Claire René flew up the straight, narrow stairs; she placed the telegram under Fernand's pillow; she pressed her fists deep into the feathers; the crackle of paper made her heart stand still. There were tears starting in her eyes; she held them back. Grand'mère had enough of sorrow; she must never know of the second telegram in the house.
Thoughts came crowding into Claire René's mind. Why not tear up the white-and-blue envelopes or why not show them to Jacques--in some way throw away the fear that was eating at her heart? Then the great silence of the house below seemed to creep up the narrow stairs and lay cold hands on Claire René. Oh, why was it all so lonely! Where were her three brothers? Why must the telegrams make so great a trembling in her heart for them, make her kneel and pray that the Holy Mother would hold them in her arms forever?
Her knees were stiff when she arose; her eyes were bright, but not with tears; her back was very straight, her head held high, for was she not a grandchild of Madame Populet? A sister to Clément and Fernand and Alphonse, and through them, a child of France! She stood on her toes and dropped three kisses on the pillows of her brothers. She was big enough to keep the secret of her fear about the telegrams. It was better so.

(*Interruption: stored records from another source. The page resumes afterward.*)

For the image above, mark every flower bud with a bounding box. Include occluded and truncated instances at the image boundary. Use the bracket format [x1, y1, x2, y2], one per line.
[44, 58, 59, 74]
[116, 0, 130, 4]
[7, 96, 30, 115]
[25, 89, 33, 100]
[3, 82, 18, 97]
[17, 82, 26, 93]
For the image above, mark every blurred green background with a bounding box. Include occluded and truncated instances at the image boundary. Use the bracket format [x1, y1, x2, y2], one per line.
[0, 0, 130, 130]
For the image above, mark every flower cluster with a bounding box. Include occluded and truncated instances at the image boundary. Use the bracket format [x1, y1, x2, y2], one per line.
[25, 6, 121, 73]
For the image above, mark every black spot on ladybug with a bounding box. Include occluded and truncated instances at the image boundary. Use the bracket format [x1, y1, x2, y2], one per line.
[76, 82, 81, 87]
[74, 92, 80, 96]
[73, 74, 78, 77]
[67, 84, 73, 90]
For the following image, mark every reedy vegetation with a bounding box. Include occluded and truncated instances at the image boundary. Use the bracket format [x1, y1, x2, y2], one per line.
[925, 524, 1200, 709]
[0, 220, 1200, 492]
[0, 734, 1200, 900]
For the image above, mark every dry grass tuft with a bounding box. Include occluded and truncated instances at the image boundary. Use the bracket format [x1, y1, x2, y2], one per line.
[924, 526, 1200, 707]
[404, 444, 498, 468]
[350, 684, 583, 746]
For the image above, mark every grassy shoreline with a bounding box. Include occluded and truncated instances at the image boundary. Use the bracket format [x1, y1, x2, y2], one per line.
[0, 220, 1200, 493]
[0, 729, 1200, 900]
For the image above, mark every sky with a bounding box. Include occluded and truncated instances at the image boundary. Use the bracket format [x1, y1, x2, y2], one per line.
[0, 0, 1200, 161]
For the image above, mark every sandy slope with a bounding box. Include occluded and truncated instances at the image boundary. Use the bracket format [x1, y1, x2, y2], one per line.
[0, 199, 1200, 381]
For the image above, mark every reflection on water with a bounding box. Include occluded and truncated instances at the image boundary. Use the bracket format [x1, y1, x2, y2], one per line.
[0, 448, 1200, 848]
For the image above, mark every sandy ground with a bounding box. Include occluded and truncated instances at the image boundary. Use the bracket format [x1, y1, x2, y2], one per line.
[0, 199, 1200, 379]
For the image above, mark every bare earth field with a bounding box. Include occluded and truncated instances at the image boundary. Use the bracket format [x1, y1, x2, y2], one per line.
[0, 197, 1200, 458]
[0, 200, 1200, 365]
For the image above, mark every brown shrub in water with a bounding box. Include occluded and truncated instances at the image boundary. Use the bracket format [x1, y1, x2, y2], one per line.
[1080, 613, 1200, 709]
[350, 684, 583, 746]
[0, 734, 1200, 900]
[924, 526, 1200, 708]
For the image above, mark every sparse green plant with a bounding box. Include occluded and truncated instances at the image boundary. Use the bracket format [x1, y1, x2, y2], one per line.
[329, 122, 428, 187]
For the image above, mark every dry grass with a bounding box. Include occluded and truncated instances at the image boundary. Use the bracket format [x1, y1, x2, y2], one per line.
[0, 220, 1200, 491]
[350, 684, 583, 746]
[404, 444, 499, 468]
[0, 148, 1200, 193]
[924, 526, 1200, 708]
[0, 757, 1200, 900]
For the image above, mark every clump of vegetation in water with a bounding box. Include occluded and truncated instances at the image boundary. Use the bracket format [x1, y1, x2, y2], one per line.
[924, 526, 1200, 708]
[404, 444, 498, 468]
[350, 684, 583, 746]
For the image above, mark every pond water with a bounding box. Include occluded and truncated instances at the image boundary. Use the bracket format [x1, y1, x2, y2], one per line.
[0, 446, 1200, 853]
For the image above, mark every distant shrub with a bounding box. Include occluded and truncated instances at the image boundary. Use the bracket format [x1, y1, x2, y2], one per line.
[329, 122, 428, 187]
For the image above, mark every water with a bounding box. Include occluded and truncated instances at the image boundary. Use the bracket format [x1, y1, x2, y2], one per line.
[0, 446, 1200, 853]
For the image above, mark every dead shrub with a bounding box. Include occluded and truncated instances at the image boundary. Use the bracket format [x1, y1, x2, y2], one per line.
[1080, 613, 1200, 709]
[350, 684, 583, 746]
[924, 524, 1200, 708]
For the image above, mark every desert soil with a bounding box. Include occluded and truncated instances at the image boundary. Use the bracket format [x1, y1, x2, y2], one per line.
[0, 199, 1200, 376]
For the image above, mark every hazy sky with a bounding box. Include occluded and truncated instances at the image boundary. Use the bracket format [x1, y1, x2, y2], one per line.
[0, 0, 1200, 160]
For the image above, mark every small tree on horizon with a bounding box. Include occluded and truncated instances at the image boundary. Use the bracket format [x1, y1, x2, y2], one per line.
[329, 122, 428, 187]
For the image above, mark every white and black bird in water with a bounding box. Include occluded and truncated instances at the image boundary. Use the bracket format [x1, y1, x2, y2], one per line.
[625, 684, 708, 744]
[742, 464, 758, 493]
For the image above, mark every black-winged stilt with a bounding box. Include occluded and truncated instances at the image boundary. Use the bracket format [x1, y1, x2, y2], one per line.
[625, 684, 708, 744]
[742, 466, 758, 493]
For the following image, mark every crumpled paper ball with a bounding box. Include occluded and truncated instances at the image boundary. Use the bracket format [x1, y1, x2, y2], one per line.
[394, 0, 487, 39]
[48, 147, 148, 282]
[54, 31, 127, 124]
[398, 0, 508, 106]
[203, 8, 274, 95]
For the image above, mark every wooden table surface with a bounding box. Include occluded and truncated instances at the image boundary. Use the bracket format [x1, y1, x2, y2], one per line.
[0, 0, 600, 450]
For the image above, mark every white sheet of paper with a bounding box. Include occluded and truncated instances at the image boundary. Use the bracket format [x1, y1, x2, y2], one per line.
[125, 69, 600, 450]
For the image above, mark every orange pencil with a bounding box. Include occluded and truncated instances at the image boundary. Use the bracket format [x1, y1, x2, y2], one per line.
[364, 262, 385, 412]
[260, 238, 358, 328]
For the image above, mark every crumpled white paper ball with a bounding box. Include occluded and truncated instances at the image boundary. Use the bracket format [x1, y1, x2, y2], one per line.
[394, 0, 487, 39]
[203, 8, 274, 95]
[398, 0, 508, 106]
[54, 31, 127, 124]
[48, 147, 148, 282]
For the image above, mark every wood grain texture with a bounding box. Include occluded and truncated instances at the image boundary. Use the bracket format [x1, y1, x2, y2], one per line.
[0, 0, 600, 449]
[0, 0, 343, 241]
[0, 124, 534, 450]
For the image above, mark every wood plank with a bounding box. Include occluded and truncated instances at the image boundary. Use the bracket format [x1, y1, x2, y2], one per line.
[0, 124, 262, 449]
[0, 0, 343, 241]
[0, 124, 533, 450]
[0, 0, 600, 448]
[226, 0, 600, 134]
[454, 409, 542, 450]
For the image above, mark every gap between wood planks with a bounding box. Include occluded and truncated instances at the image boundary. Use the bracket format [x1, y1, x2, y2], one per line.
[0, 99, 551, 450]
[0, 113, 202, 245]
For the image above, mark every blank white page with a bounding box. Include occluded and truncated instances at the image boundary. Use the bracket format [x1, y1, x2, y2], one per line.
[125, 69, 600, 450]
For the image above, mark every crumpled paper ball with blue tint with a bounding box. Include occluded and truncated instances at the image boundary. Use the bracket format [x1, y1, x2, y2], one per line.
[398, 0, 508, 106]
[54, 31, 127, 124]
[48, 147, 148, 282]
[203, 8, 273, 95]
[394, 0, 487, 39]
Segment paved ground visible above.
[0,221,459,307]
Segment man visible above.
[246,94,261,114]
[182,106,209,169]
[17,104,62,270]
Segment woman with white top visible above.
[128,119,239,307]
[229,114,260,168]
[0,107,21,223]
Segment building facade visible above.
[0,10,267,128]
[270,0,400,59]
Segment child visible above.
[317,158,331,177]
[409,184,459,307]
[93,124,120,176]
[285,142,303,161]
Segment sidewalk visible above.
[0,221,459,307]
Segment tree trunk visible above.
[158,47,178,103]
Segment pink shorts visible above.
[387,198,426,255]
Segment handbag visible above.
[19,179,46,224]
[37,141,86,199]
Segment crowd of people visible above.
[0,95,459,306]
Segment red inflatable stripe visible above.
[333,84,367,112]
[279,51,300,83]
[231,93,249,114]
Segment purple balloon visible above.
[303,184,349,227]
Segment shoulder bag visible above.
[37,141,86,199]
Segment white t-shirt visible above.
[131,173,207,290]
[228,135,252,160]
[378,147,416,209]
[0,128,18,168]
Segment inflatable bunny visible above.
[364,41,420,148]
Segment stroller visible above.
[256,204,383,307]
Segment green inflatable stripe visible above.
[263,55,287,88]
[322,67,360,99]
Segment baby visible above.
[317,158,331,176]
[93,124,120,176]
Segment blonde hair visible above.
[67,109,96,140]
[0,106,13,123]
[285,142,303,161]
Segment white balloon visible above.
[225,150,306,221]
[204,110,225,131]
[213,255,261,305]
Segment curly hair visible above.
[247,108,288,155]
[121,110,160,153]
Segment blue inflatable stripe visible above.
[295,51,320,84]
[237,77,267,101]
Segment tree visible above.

She went downstairs singing. The sound was strange in her throat, but she must finish the song. She stood behind grand'mère's chair, and laid her hands on the still white head. When the last, high, treble note fell softly through the room she looked out of the window into the forest. There were threads of pale green showing on the tall trees; there were tiny red buds starting from the brown branches of the pollard willow that swept across the window ledge.
Claire René suddenly wanted to shout! She did shout! There was spring in the world! There was spring in her heart, in her feet, in her tingling finger tips.
She danced to the dark closet under the stairs. There they were, the wreaths, for her three brothers! The deep golden one for Clément--he was strong and square like a rock; the light golden one for Fernand--he was pale and slight; the scarlet one for Alphonse--he was straight and tall like a tree in the forest.
Claire René touched the three wreaths; they crackled dryly under her touch; she turned away and shivered. What did they sound like? Oh, yes; the crackling of the thin paper on the telegrams!
She shut the closet door softly, and went to kneel beside grand'mère's chair and looked again into the forest. The buds on the sweeping willows said "Yes"; the pale-green winding gauze through the tall trees whispered a promise. She stood up and held out her arms; she had faith in the forest; she believed what it said. Through a patch of flickering sunlight she thought she saw three forms moving toward the cottage. It was only the viburnum bushes dipping and swaying in the March wind, against the sturdy growth of darkened holly.
The noise died away entirely as the spring advanced. The silence grew greater and greater. There were few seeds for Claire René to plant in her garden; there was little strength in her arms to work them. Weeds covered the flower patch of a year ago. A few straggling everlastings showed their heads above the tangle. Claire René had plenty of strength to uproot them angrily and throw them into the overgrown path.
The three wreaths were still on the shelf in the dark closet under the stair. Their colors were dimmed, like the hope in their maker's heart; their forms were shrunken, like the forms of Claire René and grand'mère and Jacques.
Grand'mère lay in her bed most of the day. Sometimes, when the sun shone and the birds sang, Claire René would make her aching arms bathe and dress grand'mère and help her into the chair by the window. Then she would sit beside her and try to run threads through the bare places in her frocks.